The U.S. Government Has Hurt The Economy In 11 Of The Past 12 Quarters

The U.S. Government Has Hurt The Economy In 11 Of The Past 12 Quarters

The U.S. economy has just gone through some big, big changes. Big, good changes! But one thing has not changed: federal government spending, which can't ever stop being the giant turd in the economy's punch bowl.

U.S. gross domestic product grew at a shockingly large 4 percent annualized rate in the second quarter, the Bureau of Economic Analysis reported on Wednesday. That was a wild swing from a shockingly bad 2.1 percent GDP collapse in the first quarter.

Everything was up in the quarter -- consumer spending, business spending, housing, imports, exports, hooray. One thing was not, however, up: federal government spending. That fell for the 7th quarter in a row.

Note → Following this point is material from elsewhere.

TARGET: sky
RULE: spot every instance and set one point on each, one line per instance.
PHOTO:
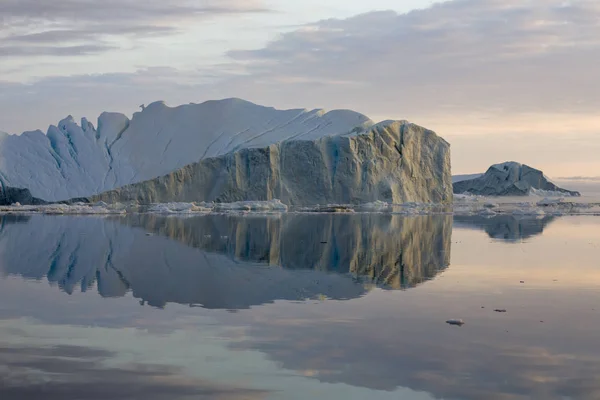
(501, 80)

Federal spending has cut into GDP for 11 of the past 12 quarters, in fact. Here is how that looks in chart form:

government spending

In other words, the U.S. government has been a drag on the economy for the past three years, which was not coincidentally when congressional Republicans started holding the government hostage in exchange for painful austerity measures. In fact, big spending drags began hitting the economy in the fourth quarter of 2010, just as Republicans were winning control of the House of Representatives, setting the stage for the budget fights to come.

The constant harping you hear about government spending is designed to make you not hear about how government spending has been slashed at the fastest rate since the end of the Vietnam War.

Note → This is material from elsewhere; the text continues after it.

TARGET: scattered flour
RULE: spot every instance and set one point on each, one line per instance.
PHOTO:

That slashing has helped keep the recovery from the Great Recession sluggish and terrible. Even that second-quarter GDP number wasn't as strong as it looked on the surface: Nearly half of the 4 percent GDP growth was due to businesses restocking inventories, which could mean they weren't selling enough stuff, or it could mean they won't want to build inventories again in the third quarter.

Of course, all of these numbers are subject to being revised dramatically a month from now. There could be big changes to these big changes. But one thing will not change any time soon: the drag of weak federal spending.